Once I do that I put the now-empty bag back into the trashcan, and then tie Lindsay and the garbage securely into the three bags with a hefty knot.

I decide to finish my spaghetti before heading out. It's still early morning. Dad won't be home for several hours. I've got time to kill.

Lindsay's heavy but I manage to drag her out into the hallway. The beautiful thing about mornings—especially snowy mornings when school's not in session and a good number of people can't make it to work—is, people sleep in. The hallway is vacant. The only sounds that can be heard are the scuffing of the trash bags as I drag them across the floor and my own grunting.

Whoever put the garbage chute so far down the hallway should be stabbed. It takes forever for me to get to it, and by the time I do, who should I run into but Tiffany Mulligan—a girl who goes to my school and lives on the floor below me—standing in the hallway wearing a t-shirt and pajama bottoms. I don't so much run into her as I do her belly. Last I heard, she had about four months to go, but she already looks like she's about to pop.

"Oh hey, Simon!" she says.

Her hair is a tangled mess. What look like dark bruises linger beneath her eyes. Sleepless night, I assume.

"Hey Tiffany," I return.

"Whatcha got there?" She nods towards the bags I've been dragging.

I look from them to her and can't help but smirk. "Trash."

She nods as if she understands. "Parents make you take it out?"

"Decided to take it out myself."

She nods again, then pauses. "Why so early?"

"Uhh…"

She shrugs it off, deciding she doesn't care. Then looks down and rubs her belly. There's a long moment of silence between us before she and I say "listen" at the same time.

"Go ahead," she says.

"No, you go ahead," I tell her.

She gives an awkward chuckle, pulls a strand of hair behind her ear. "This is gonna sound weird," she says, "but, uh, I need a place to stay. My boyfriend and I… we just broke up. And my parents don't want me around." Her eyes leave me and venture to the side wall. "This is so awkward, but I was wondering—"

"You can't stay with me," I interrupt.

She nods, but I can tell by her face that she's disappointed, and perhaps a little desperate.

The funny thing is, I used to have a huge crush on her, and if she would have asked me this last year, I would have said yes. Even without my dad's approval. I would have let her live in my room, eat my food, and sleep in my bed… with me.

But then the kid she's carrying would probably be mine, and my dad would probably have killed me by now.

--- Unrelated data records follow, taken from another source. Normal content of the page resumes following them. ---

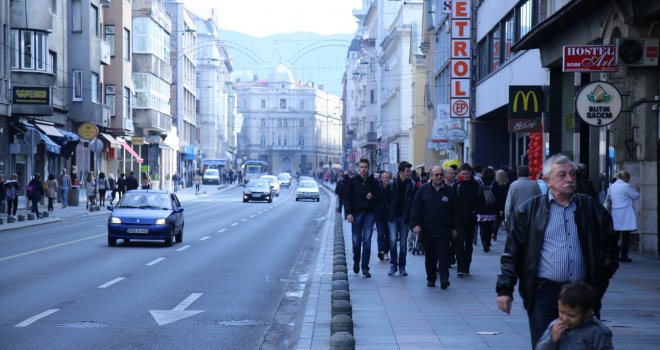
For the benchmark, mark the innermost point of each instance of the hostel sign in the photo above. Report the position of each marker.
(460, 51)
(598, 103)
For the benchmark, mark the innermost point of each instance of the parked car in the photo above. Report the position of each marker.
(257, 190)
(274, 183)
(146, 215)
(284, 179)
(307, 190)
(211, 176)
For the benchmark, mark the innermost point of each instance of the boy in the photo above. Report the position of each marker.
(576, 327)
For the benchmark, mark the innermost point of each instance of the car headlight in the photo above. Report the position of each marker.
(161, 222)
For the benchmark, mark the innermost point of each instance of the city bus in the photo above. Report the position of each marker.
(253, 169)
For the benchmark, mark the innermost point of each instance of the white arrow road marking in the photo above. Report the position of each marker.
(164, 317)
(154, 262)
(109, 283)
(36, 318)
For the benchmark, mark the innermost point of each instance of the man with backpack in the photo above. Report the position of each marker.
(34, 192)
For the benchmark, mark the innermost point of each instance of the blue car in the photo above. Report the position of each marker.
(146, 215)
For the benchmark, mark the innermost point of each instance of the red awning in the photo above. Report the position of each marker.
(131, 151)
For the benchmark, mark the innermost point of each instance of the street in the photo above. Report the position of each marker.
(234, 283)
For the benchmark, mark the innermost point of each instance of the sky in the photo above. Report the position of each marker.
(261, 18)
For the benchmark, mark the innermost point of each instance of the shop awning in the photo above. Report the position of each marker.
(111, 140)
(132, 151)
(51, 146)
(49, 130)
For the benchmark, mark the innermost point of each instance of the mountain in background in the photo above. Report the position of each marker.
(311, 57)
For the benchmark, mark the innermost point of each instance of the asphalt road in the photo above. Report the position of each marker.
(236, 281)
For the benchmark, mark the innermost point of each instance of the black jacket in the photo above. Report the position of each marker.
(469, 199)
(522, 252)
(408, 197)
(355, 195)
(434, 211)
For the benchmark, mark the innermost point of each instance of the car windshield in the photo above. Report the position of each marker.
(146, 200)
(307, 184)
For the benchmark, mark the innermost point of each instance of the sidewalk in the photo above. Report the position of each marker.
(402, 313)
(184, 195)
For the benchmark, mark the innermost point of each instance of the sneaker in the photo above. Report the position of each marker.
(392, 271)
(444, 284)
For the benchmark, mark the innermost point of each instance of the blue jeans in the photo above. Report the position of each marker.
(383, 236)
(398, 229)
(362, 228)
(65, 198)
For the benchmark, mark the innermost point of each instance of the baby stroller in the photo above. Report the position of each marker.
(415, 244)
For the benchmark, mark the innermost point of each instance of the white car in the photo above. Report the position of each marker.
(274, 184)
(284, 179)
(307, 190)
(211, 176)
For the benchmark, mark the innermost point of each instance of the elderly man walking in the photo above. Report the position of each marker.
(555, 239)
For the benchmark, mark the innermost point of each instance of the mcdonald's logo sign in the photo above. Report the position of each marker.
(525, 101)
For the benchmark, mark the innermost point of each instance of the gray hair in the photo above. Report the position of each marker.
(555, 159)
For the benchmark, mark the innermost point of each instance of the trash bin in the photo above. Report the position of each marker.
(74, 196)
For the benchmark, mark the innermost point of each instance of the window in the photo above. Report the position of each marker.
(95, 87)
(76, 16)
(52, 63)
(94, 20)
(126, 45)
(127, 103)
(110, 38)
(77, 85)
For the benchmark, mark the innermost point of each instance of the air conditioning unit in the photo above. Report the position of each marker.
(637, 52)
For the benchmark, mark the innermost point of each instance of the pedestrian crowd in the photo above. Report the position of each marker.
(561, 249)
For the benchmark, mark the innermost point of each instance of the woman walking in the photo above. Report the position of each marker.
(53, 189)
(622, 195)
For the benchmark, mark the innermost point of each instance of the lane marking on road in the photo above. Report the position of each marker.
(109, 283)
(36, 318)
(156, 261)
(51, 247)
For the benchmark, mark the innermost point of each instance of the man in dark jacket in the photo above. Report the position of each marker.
(360, 198)
(402, 192)
(432, 217)
(131, 182)
(470, 200)
(555, 239)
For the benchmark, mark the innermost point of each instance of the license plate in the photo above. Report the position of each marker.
(137, 230)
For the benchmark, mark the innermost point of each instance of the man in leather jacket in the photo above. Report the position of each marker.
(541, 251)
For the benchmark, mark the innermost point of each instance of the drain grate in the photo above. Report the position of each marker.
(242, 323)
(80, 324)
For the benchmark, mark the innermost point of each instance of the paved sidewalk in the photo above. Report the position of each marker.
(402, 313)
(184, 195)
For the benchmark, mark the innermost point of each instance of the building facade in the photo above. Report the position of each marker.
(293, 127)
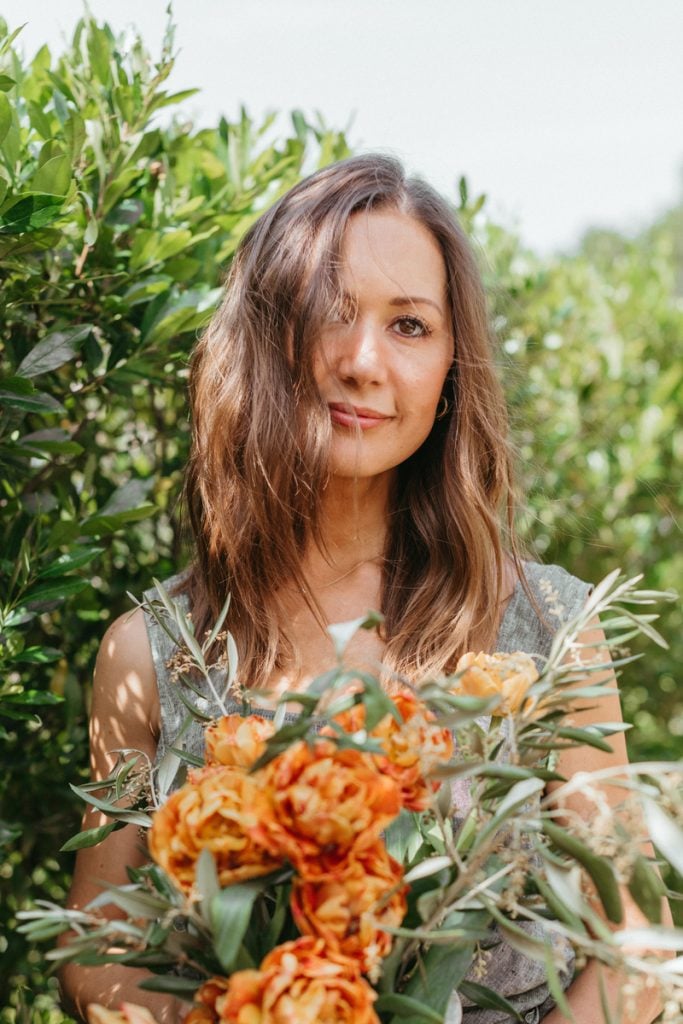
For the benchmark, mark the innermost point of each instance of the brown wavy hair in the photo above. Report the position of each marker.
(262, 432)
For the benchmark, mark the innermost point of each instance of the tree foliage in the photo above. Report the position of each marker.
(117, 222)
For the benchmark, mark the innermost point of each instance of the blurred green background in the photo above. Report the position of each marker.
(116, 228)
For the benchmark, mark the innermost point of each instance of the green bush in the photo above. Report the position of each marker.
(115, 231)
(116, 226)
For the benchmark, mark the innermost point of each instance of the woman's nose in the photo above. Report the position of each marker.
(360, 354)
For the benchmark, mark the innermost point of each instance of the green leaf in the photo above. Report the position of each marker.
(99, 52)
(647, 890)
(38, 655)
(74, 559)
(230, 912)
(585, 736)
(480, 995)
(518, 795)
(90, 837)
(555, 984)
(120, 813)
(599, 868)
(378, 704)
(53, 178)
(16, 385)
(30, 212)
(442, 969)
(53, 351)
(57, 591)
(74, 129)
(36, 402)
(5, 117)
(34, 698)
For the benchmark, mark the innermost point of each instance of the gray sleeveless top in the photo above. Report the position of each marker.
(559, 597)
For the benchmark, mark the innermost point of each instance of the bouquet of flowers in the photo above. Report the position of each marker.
(365, 858)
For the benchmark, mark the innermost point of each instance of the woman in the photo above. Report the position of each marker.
(349, 453)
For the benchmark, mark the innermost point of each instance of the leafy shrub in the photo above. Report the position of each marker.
(115, 229)
(114, 233)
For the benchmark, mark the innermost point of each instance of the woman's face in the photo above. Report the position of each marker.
(384, 354)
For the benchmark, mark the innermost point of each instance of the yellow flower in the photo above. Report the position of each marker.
(237, 741)
(507, 676)
(325, 804)
(216, 810)
(349, 911)
(299, 983)
(413, 748)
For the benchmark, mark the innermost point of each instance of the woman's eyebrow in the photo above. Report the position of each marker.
(414, 300)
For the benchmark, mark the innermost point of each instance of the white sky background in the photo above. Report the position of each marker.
(568, 114)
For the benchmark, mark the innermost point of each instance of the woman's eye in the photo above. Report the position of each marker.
(411, 327)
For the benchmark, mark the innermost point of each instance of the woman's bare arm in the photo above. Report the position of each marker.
(125, 714)
(584, 993)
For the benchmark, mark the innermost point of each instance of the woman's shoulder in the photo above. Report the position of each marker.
(545, 598)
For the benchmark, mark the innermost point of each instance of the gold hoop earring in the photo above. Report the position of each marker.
(442, 408)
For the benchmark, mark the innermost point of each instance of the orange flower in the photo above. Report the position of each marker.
(130, 1013)
(216, 810)
(507, 676)
(348, 912)
(237, 741)
(325, 805)
(413, 748)
(299, 983)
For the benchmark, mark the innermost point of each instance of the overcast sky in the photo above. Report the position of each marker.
(566, 113)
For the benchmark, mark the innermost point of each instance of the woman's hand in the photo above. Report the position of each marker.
(125, 714)
(584, 993)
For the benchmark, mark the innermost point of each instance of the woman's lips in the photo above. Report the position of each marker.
(355, 416)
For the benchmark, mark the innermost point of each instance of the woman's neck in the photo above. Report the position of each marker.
(353, 527)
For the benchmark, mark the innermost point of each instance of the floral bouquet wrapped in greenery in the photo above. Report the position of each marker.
(366, 858)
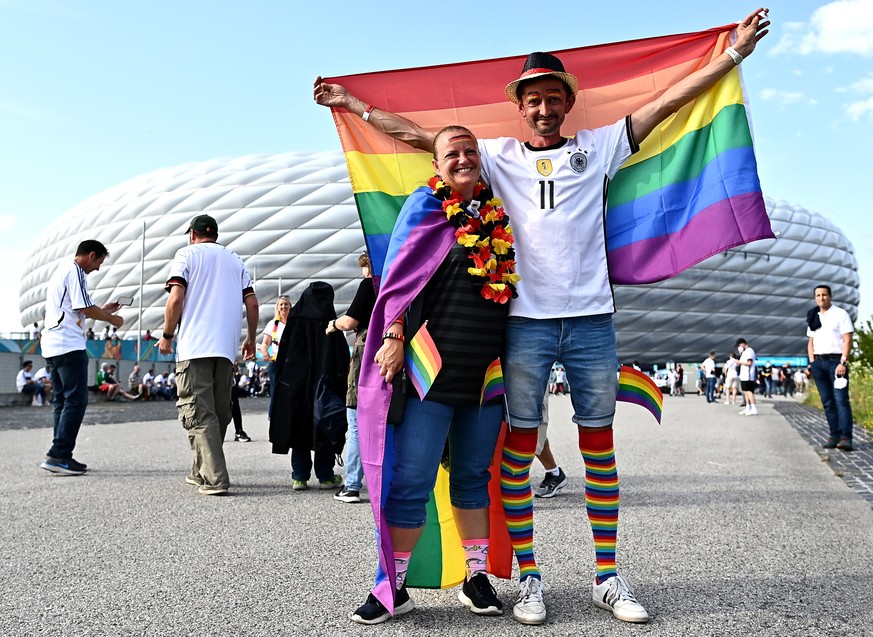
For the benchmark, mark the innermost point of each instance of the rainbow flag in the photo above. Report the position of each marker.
(691, 191)
(438, 559)
(636, 387)
(423, 361)
(493, 385)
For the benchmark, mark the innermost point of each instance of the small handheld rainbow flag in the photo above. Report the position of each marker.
(636, 387)
(493, 385)
(423, 361)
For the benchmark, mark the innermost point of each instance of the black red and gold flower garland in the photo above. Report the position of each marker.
(483, 228)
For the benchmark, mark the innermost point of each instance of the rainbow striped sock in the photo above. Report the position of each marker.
(401, 565)
(601, 496)
(518, 453)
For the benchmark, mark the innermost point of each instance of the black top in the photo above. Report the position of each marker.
(361, 308)
(466, 328)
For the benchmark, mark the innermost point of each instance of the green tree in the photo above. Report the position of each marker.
(863, 346)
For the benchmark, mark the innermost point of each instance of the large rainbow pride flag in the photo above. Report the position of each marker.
(692, 190)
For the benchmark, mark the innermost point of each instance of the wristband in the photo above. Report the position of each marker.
(735, 55)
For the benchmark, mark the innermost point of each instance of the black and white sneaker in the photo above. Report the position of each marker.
(479, 596)
(66, 467)
(350, 496)
(551, 484)
(373, 612)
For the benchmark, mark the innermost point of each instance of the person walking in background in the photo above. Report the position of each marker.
(68, 304)
(26, 384)
(708, 367)
(830, 331)
(235, 412)
(731, 379)
(357, 318)
(270, 343)
(135, 384)
(312, 369)
(208, 287)
(565, 305)
(767, 378)
(747, 373)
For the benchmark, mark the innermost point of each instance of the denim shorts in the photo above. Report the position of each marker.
(418, 447)
(585, 346)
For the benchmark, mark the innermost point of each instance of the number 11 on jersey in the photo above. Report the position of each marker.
(547, 194)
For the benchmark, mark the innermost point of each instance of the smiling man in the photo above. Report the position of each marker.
(554, 187)
(830, 331)
(68, 304)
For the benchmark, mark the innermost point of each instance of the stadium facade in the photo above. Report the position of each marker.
(292, 218)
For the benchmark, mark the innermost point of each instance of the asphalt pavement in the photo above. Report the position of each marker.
(729, 525)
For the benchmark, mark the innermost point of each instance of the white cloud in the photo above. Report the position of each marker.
(864, 85)
(786, 98)
(857, 110)
(843, 26)
(6, 222)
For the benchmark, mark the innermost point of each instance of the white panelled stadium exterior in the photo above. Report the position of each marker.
(292, 218)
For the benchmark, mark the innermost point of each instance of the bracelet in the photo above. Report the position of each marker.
(735, 55)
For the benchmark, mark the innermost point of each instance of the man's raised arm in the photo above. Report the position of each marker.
(398, 127)
(749, 31)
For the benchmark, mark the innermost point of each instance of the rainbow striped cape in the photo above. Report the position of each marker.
(421, 239)
(691, 191)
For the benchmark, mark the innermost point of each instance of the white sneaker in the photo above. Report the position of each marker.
(529, 606)
(615, 594)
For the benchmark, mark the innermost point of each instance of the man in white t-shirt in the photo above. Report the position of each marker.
(708, 366)
(554, 188)
(208, 287)
(830, 331)
(748, 374)
(68, 304)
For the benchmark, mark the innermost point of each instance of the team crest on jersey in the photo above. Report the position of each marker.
(578, 162)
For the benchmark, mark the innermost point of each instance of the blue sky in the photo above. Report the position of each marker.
(95, 93)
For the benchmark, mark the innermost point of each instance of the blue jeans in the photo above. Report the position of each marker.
(301, 464)
(271, 374)
(835, 401)
(35, 388)
(70, 387)
(585, 345)
(354, 468)
(710, 390)
(418, 447)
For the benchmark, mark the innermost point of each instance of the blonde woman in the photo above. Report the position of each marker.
(270, 344)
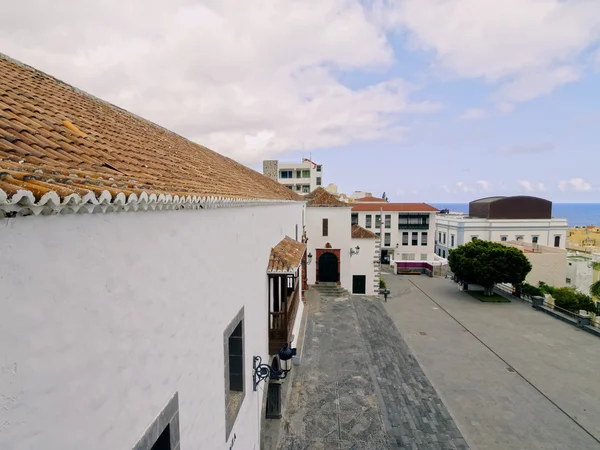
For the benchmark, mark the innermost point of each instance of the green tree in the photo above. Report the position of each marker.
(595, 287)
(487, 263)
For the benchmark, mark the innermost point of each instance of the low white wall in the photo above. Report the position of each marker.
(551, 268)
(105, 316)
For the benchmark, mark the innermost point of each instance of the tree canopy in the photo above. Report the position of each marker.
(595, 289)
(487, 263)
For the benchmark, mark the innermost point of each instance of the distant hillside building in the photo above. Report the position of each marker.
(501, 219)
(302, 178)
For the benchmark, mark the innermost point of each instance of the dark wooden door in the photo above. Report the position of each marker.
(359, 284)
(328, 267)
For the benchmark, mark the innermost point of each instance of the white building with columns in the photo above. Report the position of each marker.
(501, 219)
(135, 288)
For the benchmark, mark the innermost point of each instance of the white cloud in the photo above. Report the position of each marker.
(479, 186)
(526, 186)
(249, 79)
(524, 149)
(483, 185)
(530, 85)
(574, 184)
(533, 46)
(473, 114)
(531, 186)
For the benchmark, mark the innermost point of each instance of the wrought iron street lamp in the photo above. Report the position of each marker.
(281, 366)
(308, 260)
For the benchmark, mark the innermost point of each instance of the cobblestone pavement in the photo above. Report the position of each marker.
(512, 378)
(359, 387)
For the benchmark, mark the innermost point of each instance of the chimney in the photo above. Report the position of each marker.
(271, 169)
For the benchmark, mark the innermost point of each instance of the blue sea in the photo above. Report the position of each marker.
(577, 214)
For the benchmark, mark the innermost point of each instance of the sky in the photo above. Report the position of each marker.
(427, 100)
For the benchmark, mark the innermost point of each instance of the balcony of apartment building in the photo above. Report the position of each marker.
(284, 290)
(413, 221)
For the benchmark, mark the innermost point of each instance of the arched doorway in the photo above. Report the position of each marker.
(328, 267)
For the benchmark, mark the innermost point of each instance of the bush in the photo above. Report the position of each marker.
(530, 290)
(571, 300)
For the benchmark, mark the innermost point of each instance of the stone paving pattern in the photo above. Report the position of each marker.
(493, 406)
(359, 387)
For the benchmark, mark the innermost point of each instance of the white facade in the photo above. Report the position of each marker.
(581, 273)
(106, 316)
(452, 230)
(402, 242)
(366, 263)
(548, 264)
(301, 178)
(338, 237)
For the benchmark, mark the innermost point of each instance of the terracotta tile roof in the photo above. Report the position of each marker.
(321, 197)
(370, 200)
(359, 232)
(394, 207)
(55, 138)
(286, 256)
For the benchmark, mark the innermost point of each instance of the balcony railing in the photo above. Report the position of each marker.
(413, 226)
(281, 323)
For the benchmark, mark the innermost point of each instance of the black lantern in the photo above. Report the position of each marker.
(278, 371)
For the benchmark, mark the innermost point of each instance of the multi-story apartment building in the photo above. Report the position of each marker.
(501, 219)
(405, 229)
(301, 178)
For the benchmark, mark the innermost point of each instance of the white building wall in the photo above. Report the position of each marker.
(581, 274)
(366, 263)
(464, 229)
(339, 236)
(310, 181)
(396, 248)
(105, 317)
(551, 268)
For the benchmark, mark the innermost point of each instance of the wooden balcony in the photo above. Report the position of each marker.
(284, 295)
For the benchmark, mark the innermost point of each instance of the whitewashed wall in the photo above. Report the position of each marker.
(104, 317)
(396, 235)
(581, 274)
(464, 229)
(339, 236)
(551, 268)
(366, 263)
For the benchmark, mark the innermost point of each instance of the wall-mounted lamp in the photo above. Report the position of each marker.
(308, 259)
(279, 370)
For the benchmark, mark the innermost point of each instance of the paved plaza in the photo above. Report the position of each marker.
(433, 368)
(511, 377)
(359, 387)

"Look, I gotta get rid of this," I say, glancing at the trash bags.

"You need any help?" she asks.

I consider it, but then shake my head. Probably not a good idea. She might feel something through the plastic. She might overexert herself and kill the kid. I don't know, but I ain't taking chances.

She watches as I lift Lindsay—Lindsay inside her trash bag womb, surrounded by garbage—and hoist her into the chute, then throw her down. Down, down, down she goes, until she hits the large bin below. I'm not too worried about her being there. Lots of people use this chute, several times a day. She'll be buried before too long. Buried under piles and piles of garbage, and then hauled off somewhere.

No, I'm not too worried.

"So, uh, can I walk you back to your apartment?"

I shrug. "Why not?"

Tiffany and I walk back to my apartment in silence. When we get to the door she asks, "Would it be alright if I stayed over for a little while? Just today?"

"I don't think that'd be a very good idea, Lindsay."

"Lindsay?"

"Tiffany." Damn it. "I've got homework to do. Plus, I don't think my dad would appreciate it." Not to mention I have a blood-covered knife in the kitchen that I forgot to take care of.

"M'kay."

Hand reaching for the knob, I stop and meet her eye. She looks so sad. "Wanna hear a good joke?" I ask.

"Absolutely," she says.

"You know what the definition of a teenager is?"

She waits.

"God's punishment for enjoying sex."

A small laugh escapes her. "You're a funny guy, Simon," she says.

And with that I open the door, walk into the apartment, and shut the door behind me.